La risurrezione di Cristo – ha ricordato papa Benedetto – “non è affatto un semplice ritorno alla nostra vita terrena; è invece la più grande ‘mutazione’ mai accaduta, il ‘salto’ decisivo verso una dimensione di vita profondamente nuova, l’ingresso in un ordine decisamente diverso, che riguarda anzitutto Gesù di Nazaret, ma con lui anche noi, tutta la famiglia umana, la storia e l’intero universo” (al convegno di Verona, 2006). La risurrezione è una parola che il Signore rivolge a ciascuno di noi, dicendoci: “Sono risorto e ora sono sempre con te (…). La mia mano ti sorregge. Ovunque tu possa cadere, cadrai nelle mie mani, Sono presente perfino alla porta della morte. Dove nessuno può accompagnarti e dove tu non puoi portare niente, là io ti aspetto e trasformo per te le tenebre in luce” (veglia pasquale, 2007).

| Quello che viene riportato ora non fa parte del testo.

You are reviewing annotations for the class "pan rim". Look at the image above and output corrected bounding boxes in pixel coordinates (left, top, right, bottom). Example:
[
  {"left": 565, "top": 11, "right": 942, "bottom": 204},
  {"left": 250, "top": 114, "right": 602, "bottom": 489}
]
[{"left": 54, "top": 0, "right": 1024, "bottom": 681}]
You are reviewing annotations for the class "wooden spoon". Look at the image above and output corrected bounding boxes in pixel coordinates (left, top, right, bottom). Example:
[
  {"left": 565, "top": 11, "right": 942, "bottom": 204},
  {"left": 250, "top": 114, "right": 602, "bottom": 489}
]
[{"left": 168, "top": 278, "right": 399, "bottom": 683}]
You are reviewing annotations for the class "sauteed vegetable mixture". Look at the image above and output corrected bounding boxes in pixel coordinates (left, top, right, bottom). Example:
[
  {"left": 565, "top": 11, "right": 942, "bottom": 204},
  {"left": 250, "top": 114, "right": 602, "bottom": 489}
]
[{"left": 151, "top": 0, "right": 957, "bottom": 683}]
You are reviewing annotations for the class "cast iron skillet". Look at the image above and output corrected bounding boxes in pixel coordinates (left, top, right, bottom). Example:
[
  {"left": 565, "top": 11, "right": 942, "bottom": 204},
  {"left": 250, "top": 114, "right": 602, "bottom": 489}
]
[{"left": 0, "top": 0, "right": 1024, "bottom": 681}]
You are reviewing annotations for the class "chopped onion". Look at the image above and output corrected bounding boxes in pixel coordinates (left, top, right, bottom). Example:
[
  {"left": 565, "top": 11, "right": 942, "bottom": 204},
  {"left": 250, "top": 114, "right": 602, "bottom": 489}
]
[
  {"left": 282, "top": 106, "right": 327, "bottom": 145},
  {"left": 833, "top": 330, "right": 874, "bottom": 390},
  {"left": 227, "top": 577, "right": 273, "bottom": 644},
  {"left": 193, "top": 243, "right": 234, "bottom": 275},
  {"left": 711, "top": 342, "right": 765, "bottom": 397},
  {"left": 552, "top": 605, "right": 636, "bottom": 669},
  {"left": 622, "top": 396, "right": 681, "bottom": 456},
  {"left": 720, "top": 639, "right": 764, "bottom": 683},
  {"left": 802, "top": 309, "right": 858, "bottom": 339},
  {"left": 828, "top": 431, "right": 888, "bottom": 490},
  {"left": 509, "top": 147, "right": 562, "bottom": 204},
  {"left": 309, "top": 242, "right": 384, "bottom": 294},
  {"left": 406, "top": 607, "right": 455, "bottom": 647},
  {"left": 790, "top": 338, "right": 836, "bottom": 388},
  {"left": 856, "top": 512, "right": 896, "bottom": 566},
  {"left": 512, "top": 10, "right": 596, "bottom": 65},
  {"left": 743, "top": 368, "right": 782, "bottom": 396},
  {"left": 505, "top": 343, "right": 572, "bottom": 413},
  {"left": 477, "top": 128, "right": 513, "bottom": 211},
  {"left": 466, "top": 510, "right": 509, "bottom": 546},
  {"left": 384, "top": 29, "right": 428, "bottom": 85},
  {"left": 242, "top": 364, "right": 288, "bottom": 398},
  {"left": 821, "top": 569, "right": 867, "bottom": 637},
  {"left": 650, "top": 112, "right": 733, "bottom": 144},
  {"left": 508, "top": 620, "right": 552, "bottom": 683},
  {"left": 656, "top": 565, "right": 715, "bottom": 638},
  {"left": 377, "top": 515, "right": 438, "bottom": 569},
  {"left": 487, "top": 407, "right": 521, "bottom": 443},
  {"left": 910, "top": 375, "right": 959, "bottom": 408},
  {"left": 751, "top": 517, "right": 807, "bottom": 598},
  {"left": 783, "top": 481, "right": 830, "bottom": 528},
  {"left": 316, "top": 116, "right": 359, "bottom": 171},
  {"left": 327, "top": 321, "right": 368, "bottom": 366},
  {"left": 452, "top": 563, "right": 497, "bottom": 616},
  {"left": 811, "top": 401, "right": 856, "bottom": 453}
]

Con Cristo o senza Cristo cambia tutto. L’incontro con il Risorto ci fa risorgere e ci rende capaci di un futuro nuovo, pienamente umano. Che questa liturgia non rimanga rito, ma diventi vita. La Pasqua per noi è tutto. Non solo noi dalla Pasqua siamo salvati, ma tutto ci viene dalla Pasqua: lo Spirito, la Parola, i sacramenti, la Chiesa, l’amore, la vita nuova. La Pasqua è Cristo che viene a vivere in noi. Noi allora lo imploriamo: Maranà tha! Vieni, Signore Gesù! Vieni e resta con noi, perché si fa sera. Resta con noi fino all’ultima sera del nostro cammino “sullo stretto marciapiede della terra”, quando cadrà l’ultimo sole sul nostro orizzonte, e la nostra vita sfocerà con te nella casa del Padre, che “solo amore e luce ha per confine”.